Because of the increased scale we’re working at, we’ve reached a fork in the road. We can continue running into corner-cases and bottlenecks as we scale and manage high-fidelity global state, and develop the muscles to handle those, or we can break the simplifying assumption and do the engineering required to retrofit “regionality” into our state. As was the case late this summer with fly-proxy, we’re choosing the latter: running multiple regional high-fidelity Corrosion clusters, with Fly-Machine-by-Fly-Machine detail about what’s running where, and a single global low-fidelity cluster with pointers down to the regional clusters.
The payoff for regionalized state is a reduced blast radius for distributed systems failures.

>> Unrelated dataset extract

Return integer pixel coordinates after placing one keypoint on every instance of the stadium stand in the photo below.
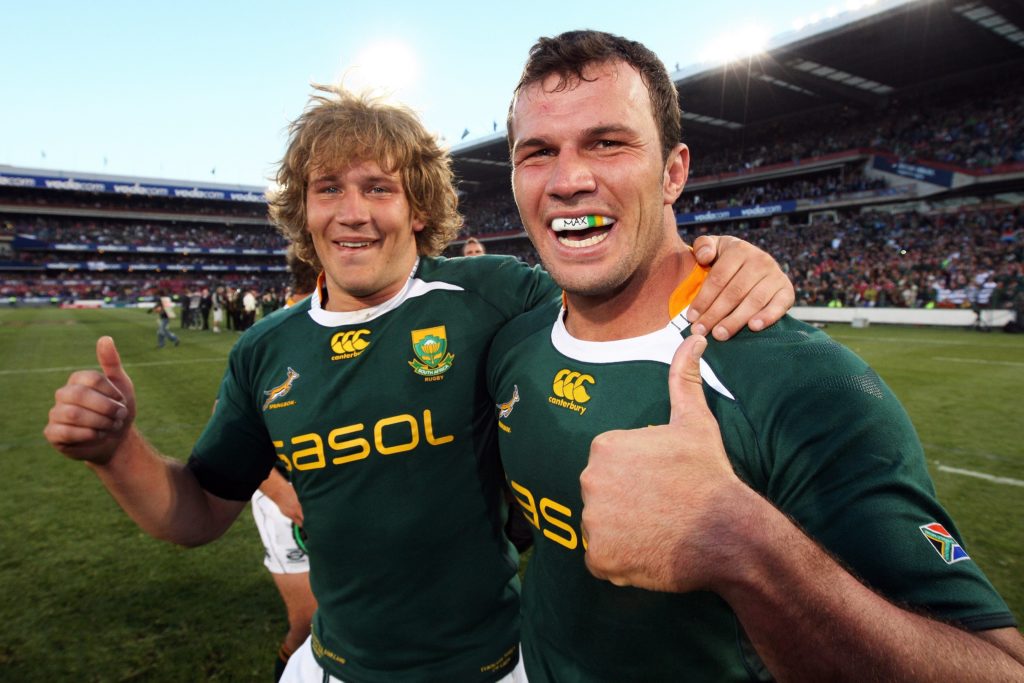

There’s effectively nothing that can happen with Corrosion today that doesn’t echo across our whole fleet. In a regionalized configuration, most problems can be contained to a single region, where they’ll be more straightforward to resolve and have drastically less impact on the platform. Corrosion, an open-source project we maintain, is already capable of running this way; the work is in how it’s integrated, particular to our routing layer.
This work has been ongoing for over a month, but it’s a big lift and we can’t rush it. So: we’re cringing this overlap this outage has with our last one, but it’s not for lack of staffing and effort on the long-term fix.

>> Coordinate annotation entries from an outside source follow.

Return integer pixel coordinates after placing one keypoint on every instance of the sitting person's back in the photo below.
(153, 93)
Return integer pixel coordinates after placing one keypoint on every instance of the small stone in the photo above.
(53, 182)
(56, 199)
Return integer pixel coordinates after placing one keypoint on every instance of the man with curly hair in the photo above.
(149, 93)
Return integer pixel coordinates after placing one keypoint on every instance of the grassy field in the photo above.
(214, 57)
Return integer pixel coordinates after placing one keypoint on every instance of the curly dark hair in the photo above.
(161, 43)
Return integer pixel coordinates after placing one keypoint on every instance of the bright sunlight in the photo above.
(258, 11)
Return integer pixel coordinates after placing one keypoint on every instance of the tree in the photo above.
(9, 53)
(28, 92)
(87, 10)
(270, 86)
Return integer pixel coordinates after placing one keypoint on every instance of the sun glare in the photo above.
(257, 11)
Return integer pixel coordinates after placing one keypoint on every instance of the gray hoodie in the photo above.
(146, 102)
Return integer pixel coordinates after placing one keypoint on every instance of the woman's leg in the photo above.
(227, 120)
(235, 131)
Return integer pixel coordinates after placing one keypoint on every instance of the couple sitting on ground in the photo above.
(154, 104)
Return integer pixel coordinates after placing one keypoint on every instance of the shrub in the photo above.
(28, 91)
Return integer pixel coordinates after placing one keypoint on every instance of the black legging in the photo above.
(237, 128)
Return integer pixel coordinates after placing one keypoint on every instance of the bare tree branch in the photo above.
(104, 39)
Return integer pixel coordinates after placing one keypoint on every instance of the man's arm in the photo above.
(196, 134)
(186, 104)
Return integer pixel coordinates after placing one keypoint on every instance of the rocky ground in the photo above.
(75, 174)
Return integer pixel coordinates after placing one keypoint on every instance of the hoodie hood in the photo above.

Two immediately evident pieces of low-hanging fruit that we have already picked in the last week:
First, as we said last time, responding to Corrosion issues by efficiently re-seeding state continues to be an effective and relatively fast fix to these issues. Re-seeding was complicated this time by the schema change that precipitated the event. We’ve begun creating processes to simplify and speed up re-seeding under worst-case circumstances. Additionally, some of the delay in kicking off the re-seeding, as with last time, resulted from a cost/benefit calculation: re-seeding requires resynchronizing our API and flyd servers across our fleet with Corrosion, which isn’t automated; the hope was that Corrosion would converge and reach acceptable P95 performance levels soon enough not to need to do that work. We’re building tooling to minimize that work in the future, so that doesn’t need to be part of the calculation.

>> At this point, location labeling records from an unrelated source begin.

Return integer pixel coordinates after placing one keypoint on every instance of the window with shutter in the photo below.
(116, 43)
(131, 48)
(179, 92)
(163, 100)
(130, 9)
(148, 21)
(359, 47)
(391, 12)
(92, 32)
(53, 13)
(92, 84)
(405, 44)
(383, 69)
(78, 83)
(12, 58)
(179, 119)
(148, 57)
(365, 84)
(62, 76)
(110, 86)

We’ve also added comprehensive “circuit-breaker” limits to Corrosion. For already-deployed apps, even a total Corrosion outage shouldn’t break routing; Corrosion synchronizes a SQLite database, and our routing layer can simply read that database, whether or not Corrosion is running. But during the acute phase of this outage, Corrosion wasn’t just not running effectively; it was also consuming host and (especially) network resources. Corrosion now has internal rate limits on gossip traffic, and our hosts have external limits, in the network stack and OS scheduler, to stop runaway processes; this is being rolled out now.
Second, the back half of this outage was due to a pathological condition we hit because we lacked a rate limit in an expensive API operation we didn’t expect users to drive in a tight loop. Obviously, that’s a bug, one we’ve fixed. But there was a process issue here as well: we identified the “pathological” app (it wasn’t doing anything malicious, and in fact was trying to do something we built the platform to do! it was just using the wrong API call to do it), but then engaged in heroics to try to scale up to meet the demand. Without backpressure, this doesn’t do anything.
So we’re also building out a process runbook for handling/quarantining applications that have spun out, one that incident response teams don’t have to think hard about when in the middle of high-priority incidents.